Speech-to-Text

Hey guys, we have been using Watson Speech-to-Text. Although the platform is stable and it gives us good transcripts I’m wondering if anyone can suggest something else that is better? Just looking for opinions. Thanks

We use IBM/MS/Google regularly. For VM, I give a slight edge to Google, but all three are very comparable and the preference is largely subjective.

Google’s formatting (capitalization, punctuation, dates ,phone numbers, etc) generally wins IMO. It’s a small thing, but makes a difference in the “at a glance” readability of the message.

Again - very subjective - it’s not like I have done any analysis of word error rates or such. Just my opinion having compared routine messages run through all three products.

1 Like

Thanks

How would you go about installing something like this?

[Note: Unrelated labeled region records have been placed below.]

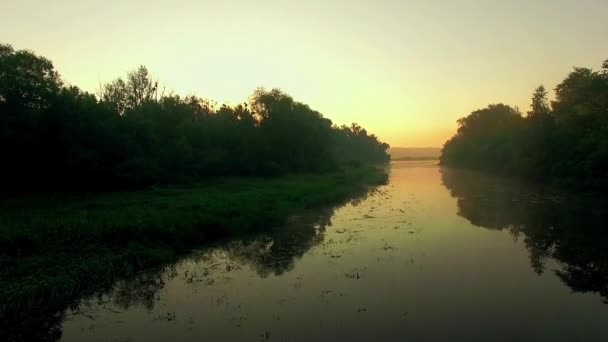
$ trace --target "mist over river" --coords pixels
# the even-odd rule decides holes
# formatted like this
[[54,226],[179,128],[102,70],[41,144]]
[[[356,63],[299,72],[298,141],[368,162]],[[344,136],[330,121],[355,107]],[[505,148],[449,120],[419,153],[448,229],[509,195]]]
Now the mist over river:
[[65,314],[62,341],[608,340],[605,202],[435,161]]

Can it be used to dial out?
i.e. lift handset say ‘call Sue’ - STT performed, lookup done and Sue dialled?

This is very far from polished code but a world ago I was working on TTS and STT with the google cloud resources.

here are a couple of functioning go programs I kicked together to perhaps get someone going

(You will of course need a working gcloud account)

Speech to text . . . ( expects an asterisk like file in …/out.wav)

// arecord  -d 5 -r 8 -c1 -f S16_LE ../out.wav
// Sample  to transcribe
// audio.
package main

import (
        "context"
        "fmt"
        "io/ioutil"
        "log"

        speech "cloud.google.com/go/speech/apiv1"
        speechpb "google.golang.org/genproto/googleapis/cloud/speech/v1"
)

func main() {
        ctx := context.Background()

        // Creates a client.
        client, err := speech.NewClient(ctx)
        if err != nil {
                log.Fatalf("Failed to create client: %v", err)
        }

        // Sets the name of the audio file to transcribe.
        filename := "../out.wav"

        // Reads the audio file into memory.
        data, err := ioutil.ReadFile(filename)
        if err != nil {
                log.Fatalf("Failed to read file: %v", err)
        }

        // Detects speech in the audio file.
        resp, err := client.Recognize(ctx, &speechpb.RecognizeRequest{
                Config: &speechpb.RecognitionConfig{
                        Encoding:                   speechpb.RecognitionConfig_LINEAR16,
                        SampleRateHertz:            8000,
                        LanguageCode:               "en-US",
                        EnableAutomaticPunctuation: true,
                        Model:                      "phone_call",
                        //                        Model:           "video",
                        UseEnhanced: true,
                        //                  SpeechContext: {Phrases: []},

                },
                Audio: &speechpb.RecognitionAudio{
                        AudioSource: &speechpb.RecognitionAudio_Content{Content: data},
                },
        })
        if err != nil {
                log.Fatalf("failed to recognize: %v", err)
        }

        // Prints the results.
        for _, result := range resp.Results {
                for _, alt := range result.Alternatives {
                        fmt.Printf("\"%v\" (confidence=%3f)\n", alt.Transcript, alt.Confidence)
                }
        }
}

This to generate a grammatically formatted .wav file given a phone number and a country code, call it with argument 1 as phone nunber and argument 2 as country code, e.g. US for US FR for France, the output is obviously in US English, but of course you can use any of gcloud’s supported languages/voices.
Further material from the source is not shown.